GO Classes DA 2025 | Weekly Quiz 6 | Change of Basis & Linear Transformation | Question: 16

Question

Suppose $A$ is an $11 \times 5$ matrix and $T$ is the corresponding linear transformation given by the formula $T(x)=A x$. Which of the following statements are true?

• A. $\operatorname{dim}(\operatorname{Col} A) \geq \operatorname{dim}(\operatorname{Nul} A)$.
• B. If the columns of $A$ are linearly independent, then the range of $T$ is $\mathbf{R}^{5}$.
• C. Suppose $b$ is a vector so that the matrix equation $A x=b$ is consistent.

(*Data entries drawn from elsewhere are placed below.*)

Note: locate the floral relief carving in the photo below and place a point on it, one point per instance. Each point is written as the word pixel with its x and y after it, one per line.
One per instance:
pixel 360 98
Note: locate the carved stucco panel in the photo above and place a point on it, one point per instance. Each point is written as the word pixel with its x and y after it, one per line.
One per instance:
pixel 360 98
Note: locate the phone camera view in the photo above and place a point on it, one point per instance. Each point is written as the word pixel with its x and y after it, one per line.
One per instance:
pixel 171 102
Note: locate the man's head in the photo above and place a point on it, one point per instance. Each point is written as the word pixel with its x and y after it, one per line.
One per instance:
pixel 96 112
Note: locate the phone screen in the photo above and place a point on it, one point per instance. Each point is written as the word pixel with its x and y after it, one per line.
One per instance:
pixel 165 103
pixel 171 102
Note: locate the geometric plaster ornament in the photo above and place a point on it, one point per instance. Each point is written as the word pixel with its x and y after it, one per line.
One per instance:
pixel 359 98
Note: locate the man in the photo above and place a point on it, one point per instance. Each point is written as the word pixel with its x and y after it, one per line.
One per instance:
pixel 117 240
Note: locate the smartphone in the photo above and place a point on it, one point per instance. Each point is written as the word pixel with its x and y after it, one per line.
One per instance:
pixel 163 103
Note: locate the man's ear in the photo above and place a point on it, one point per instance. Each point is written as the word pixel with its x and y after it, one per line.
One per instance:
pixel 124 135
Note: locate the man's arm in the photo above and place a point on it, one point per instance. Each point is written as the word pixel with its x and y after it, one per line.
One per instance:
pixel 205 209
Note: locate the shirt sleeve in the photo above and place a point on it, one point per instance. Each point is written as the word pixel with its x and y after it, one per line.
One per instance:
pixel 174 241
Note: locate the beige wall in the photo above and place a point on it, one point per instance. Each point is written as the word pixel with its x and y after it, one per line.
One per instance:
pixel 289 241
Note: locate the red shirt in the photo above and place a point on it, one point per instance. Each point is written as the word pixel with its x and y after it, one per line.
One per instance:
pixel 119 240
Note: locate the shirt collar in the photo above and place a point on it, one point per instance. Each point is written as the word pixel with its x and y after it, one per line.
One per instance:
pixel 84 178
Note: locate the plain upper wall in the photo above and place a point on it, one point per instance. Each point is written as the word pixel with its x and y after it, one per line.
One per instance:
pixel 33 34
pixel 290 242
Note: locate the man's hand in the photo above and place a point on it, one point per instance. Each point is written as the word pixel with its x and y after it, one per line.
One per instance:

Then the set of solutions to $A x=b$ must be a subspace of $\mathbf{R}^{5}$.
• D. If the matrix equation $A x=0$ has infinitely many solutions, then $\operatorname{rank}(A) \leq 4$.

Answer 1

A) This is not always true...suppose rank is 5 and dim(Col(A)) = 2 then nul space dimension will be 3.

B) Not true because columns of A are in R11.

C) This is also not true because the solution of Ax = b is of the form:

 

x = (constant vector) + (combination of LI vectors) 

due to constant vector, the solution is not a subspace, it just lies in R5.

D) This is true Ax=0 has infinitely many solutions, then cols of A are LD so rank(A)<5.